Es geht weiter dem Fluss entlang und wir besprechen die Veränderung, die sich vor kurzer Zeit bei der zweiten Begleitperson ergeben hat. Entscheidungen zu treffen, gehört tagtäglich zum Leben. Entscheidungen, die einem schwer fallen, verschieben wir gerne ein bisschen, damit wir die Verantwortung für die Handlung noch nicht übernehmen müssen. Auch eine Entscheidung, die wir aufschieben oder nicht treffen, ist eine Entscheidung - nämlich die Entscheidung, alles beim Alten zu belassen. Ich finde es immer wieder spannend, wenn Menschen erzählen, dass sie eigentlich schon lange gespürt haben, dass eine Veränderung die beste Variante ist – aber das Loslassen noch Mühe bereitet. Dies kann eine Arbeit sein, die einem die Luft nimmt, oder ein Wohnungswechsel, der viele Vorteile bringen würde, der Beginn einer Weiterbildung, die schon lange auf der ToDo-Liste steht, oder auch das Beenden einer Freundschaft oder Partnerschaft. Aber es ist immer schwer, Entscheidungen zu fällen, die in die sogenannte Leere führen könnten. Der Job ist weg und ich weiss noch nicht, was mich danach erwartet. Ich weiss noch nicht, wie ich meinen Lebensunterhalt verdiene. Aber es ist trotzdem die einzig richtige Entscheidung, die jedoch ein bisschen Zeit brauchte, bis sie gereift ist. Jede Entscheidung, die Unsicherheiten mit sich bringt, ist ein Prozess und irgendwann ist der Zeitpunkt da und man ist so weit und kann den Weg gehen, den das Herz schon längst erkannt hat – welch Befreiung.

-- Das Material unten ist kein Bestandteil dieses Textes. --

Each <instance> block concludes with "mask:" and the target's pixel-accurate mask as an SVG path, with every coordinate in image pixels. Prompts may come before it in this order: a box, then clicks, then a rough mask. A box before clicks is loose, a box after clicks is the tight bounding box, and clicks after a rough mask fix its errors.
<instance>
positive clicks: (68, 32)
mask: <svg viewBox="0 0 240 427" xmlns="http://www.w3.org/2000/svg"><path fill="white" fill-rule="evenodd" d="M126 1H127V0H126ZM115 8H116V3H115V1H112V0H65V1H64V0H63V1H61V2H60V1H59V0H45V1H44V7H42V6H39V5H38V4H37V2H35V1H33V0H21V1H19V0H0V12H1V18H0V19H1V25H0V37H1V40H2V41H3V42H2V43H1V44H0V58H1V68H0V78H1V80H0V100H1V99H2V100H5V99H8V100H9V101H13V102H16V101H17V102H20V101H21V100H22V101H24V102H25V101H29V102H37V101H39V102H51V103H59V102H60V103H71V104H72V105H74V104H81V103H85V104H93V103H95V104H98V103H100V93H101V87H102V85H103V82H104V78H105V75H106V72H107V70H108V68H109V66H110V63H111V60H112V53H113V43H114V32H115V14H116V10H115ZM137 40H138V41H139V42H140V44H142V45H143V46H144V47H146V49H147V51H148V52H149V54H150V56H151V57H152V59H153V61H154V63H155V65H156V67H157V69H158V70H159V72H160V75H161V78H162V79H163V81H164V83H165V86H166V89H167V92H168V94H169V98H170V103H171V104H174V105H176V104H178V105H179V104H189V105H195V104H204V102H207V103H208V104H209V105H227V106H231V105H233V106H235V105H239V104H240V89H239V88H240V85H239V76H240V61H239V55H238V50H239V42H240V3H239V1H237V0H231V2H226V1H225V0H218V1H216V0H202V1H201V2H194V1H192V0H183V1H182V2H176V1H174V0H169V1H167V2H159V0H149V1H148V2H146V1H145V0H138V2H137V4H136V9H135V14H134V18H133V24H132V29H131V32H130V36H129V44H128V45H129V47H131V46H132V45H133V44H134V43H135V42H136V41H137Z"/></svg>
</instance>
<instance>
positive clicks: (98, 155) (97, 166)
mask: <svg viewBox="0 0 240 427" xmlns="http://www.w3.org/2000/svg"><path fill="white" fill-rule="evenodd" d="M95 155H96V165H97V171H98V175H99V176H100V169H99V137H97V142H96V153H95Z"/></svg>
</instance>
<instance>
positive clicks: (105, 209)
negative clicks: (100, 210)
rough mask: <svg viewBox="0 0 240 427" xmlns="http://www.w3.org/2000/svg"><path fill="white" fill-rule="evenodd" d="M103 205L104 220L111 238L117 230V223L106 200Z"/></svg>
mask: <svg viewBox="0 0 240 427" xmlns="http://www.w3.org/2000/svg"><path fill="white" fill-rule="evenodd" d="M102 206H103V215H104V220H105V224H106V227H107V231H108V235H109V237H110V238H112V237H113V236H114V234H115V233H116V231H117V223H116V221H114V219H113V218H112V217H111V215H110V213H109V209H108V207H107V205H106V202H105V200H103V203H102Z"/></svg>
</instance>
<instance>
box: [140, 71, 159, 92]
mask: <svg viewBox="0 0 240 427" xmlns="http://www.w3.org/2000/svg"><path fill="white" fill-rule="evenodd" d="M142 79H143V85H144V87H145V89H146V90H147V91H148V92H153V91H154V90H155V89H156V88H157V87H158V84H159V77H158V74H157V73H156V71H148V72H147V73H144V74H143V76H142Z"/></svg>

Während wir laufen beginnt es immer heftiger zu schneien. Die Schneeflocken tanzen vom Himmel und in mir wachsen Glücksgefühle. Wie lange ist es her, als ich dieses Naturereignis das letzte Mal so erleben durfte? Für mich als Winterkind ist es immer mit Leichtigkeit verbunden, wenn ich durch den Schnee tanzen kann oder mich irgendwo in die weisse Pracht legen kann und Schneeflocken mit dem Mund fangen darf. So tanzen sie also vom Himmel und verzaubern die Landschaft von Sekunde zu Sekunde.
Mein Sohn verlässt uns in Saanen und geht dort auf den Zug. Ich vermute eine Unterkühlung der Füsse – natürlich nur eine Vermutung. Zu zweit und mit gutem Schuhwerk laufen wir noch eine Stunde weiter bis nach Gstaad.